Protests erupt for 2nd day in St. Louis over cop’s acquittal in murder case

By Brandie Piper & Sam Clancy

UNIVERSITY CITY, Mo.— Demonstrators protesting the acquittal of a white former police officer in the killing of a black man in 2011 marched through West County Mall Saturday afternoon chanting “Black live matter!” and “No justice, no peace!”

The demonstrations in this St. Louis suburb followed a night of protests that at times turned violent. A number of businesses were vandalized and 32 people were arrested.

A spokesperson for the St. Louis Metropolitan Police Department said in a statement that nine St. Louis officers, one Missouri State Highway Patrol trooper, and one St. Louis County officer were injured Friday night. One of the city officers was hit with a brick. O’Toole said the injuries to St. Louis police officers include a possible broken jaw and a dislocated shoulder.

The band U2 canceled its Saturday night concert in St. Louis because the police department said it wouldn’t be able to provide its standard protection for the event, organizers said.

For weeks, activists had been threatening civil disobedience if Jason Stockley, a former St.Louis Metropolitan police officer, were acquitted of murder for killing Anthony Lamar Smith following a high-seed chase.

Stockley was charged with first-degree murder and armed criminal action in May 2016, about 4 1/2 years after shooting and killing Smith on Dec. 11, 2011. Stockley opted for a bench trial – a trial without a jury – before veteran Circuit Judge Timothy Wilson.

On Friday, Wilson made his decision, finding Stockley not guilty on both counts.

Wary of the protests that broke out in 2014 in nearby Ferguson over the killing of Michael Brown by a police officer, authorities took precautions in St. Louis. Barricades were erected around police headquarters and the courthouse, among other sites, in anticipation of the verdict.

Demonstrators went to the mall Saturday after gathering in Heman Park to discuss their next move,

“Economically, we’ve been excluded,” one demonstrator, Amir Bradley, told KSDK-TV.  “There’s only two things this system understands: Money and eye-for-an-eye, tooth-for-a-tooth.
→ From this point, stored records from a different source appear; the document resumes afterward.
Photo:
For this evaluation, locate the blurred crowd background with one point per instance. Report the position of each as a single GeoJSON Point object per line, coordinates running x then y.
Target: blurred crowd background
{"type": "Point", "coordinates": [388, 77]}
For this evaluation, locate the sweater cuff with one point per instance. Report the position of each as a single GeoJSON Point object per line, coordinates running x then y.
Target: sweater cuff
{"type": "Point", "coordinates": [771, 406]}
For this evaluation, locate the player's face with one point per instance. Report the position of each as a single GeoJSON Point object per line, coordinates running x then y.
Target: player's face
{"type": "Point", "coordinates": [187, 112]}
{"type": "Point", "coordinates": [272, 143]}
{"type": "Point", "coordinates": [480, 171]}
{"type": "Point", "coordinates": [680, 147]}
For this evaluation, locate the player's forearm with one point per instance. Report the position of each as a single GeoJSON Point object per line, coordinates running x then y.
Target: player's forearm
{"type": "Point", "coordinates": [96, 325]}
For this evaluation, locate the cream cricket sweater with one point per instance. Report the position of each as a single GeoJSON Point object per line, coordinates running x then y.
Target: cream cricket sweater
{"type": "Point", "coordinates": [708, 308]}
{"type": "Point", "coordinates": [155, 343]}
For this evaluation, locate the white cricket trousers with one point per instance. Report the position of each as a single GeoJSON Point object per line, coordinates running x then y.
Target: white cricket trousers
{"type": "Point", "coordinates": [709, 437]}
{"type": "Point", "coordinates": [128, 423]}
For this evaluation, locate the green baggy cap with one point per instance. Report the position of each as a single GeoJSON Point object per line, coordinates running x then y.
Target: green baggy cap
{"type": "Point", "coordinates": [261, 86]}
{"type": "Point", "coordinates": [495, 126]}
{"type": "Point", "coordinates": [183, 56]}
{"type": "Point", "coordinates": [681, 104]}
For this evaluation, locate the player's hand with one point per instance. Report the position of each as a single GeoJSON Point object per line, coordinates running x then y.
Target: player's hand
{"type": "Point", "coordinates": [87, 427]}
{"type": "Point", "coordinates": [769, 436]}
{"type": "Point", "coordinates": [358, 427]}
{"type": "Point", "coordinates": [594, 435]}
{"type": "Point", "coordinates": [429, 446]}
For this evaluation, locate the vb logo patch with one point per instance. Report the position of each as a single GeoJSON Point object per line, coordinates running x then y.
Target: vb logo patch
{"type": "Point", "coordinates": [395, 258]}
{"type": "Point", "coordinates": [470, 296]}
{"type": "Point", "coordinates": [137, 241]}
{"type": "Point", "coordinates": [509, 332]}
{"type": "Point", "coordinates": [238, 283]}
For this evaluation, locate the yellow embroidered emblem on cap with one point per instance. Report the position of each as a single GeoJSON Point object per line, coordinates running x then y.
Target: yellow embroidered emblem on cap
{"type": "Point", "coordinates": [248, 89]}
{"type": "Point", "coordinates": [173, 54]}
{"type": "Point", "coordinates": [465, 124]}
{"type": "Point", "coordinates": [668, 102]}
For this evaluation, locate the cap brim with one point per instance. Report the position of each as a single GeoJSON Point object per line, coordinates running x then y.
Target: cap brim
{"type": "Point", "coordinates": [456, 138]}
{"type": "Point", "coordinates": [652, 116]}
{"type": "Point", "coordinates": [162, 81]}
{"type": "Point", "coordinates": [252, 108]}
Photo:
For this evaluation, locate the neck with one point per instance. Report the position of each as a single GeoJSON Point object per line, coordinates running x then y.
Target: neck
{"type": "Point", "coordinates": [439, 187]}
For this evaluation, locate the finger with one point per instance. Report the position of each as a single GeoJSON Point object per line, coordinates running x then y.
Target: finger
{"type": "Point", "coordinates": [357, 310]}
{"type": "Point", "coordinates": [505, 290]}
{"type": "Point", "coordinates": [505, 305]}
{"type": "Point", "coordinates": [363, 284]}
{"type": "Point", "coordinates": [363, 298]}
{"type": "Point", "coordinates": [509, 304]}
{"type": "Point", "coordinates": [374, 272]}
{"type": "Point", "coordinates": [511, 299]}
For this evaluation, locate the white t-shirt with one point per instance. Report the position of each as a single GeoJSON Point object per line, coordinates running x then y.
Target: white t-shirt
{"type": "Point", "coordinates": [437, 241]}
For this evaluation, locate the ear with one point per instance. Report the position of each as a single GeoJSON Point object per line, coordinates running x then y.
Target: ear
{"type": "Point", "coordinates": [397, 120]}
The second, we’re not engaged in, so we have to affect this system Economically. Today, we are going to shut down a mall.”

In St.Louis, protests late Friday were mostly peaceful until demonstrators spattered red paint on St. Louis Mayor Lyda Krewson’s home and broke a window, prompting riot police to lob tear gas to disperse crowds.

More: Jason Stockley verdict shows how rare officer convictions are in police shootings

More: U2 cancels St. Louis show amid unrest over acquittal of cop Jason Stockley

On Friday, following the verdict, Al Watkins, attorney for Smith’s fiancée and daughter, said the family is devastated and appalled by the judge’s ruling. Watkins said he and the family take particular issue with a statement in the ruling they consider to be prejudicial: “Finally, the Court observes, based on its nearly thirty years on the bench, that an urban heroin dealer not in possession of a firearm would be an anomaly.”

“We all know what ‘urban’ means. Urban means ‘black.’ I find that to be offensive,” Watkins said. “I find that to be demonstrative of a judge who thinks that those who are reading this verdict are morons.”

Circuit Attorney Kimberly Gardner said she was disappointed by the judge’s decision because prosecutors presented sufficient evidence of guilt. Despite the ruling, Gardner says nothing would stop her from continuing to provide every person with a fair and impartial legal process.

“This verdict will not stop me,” Gardner said.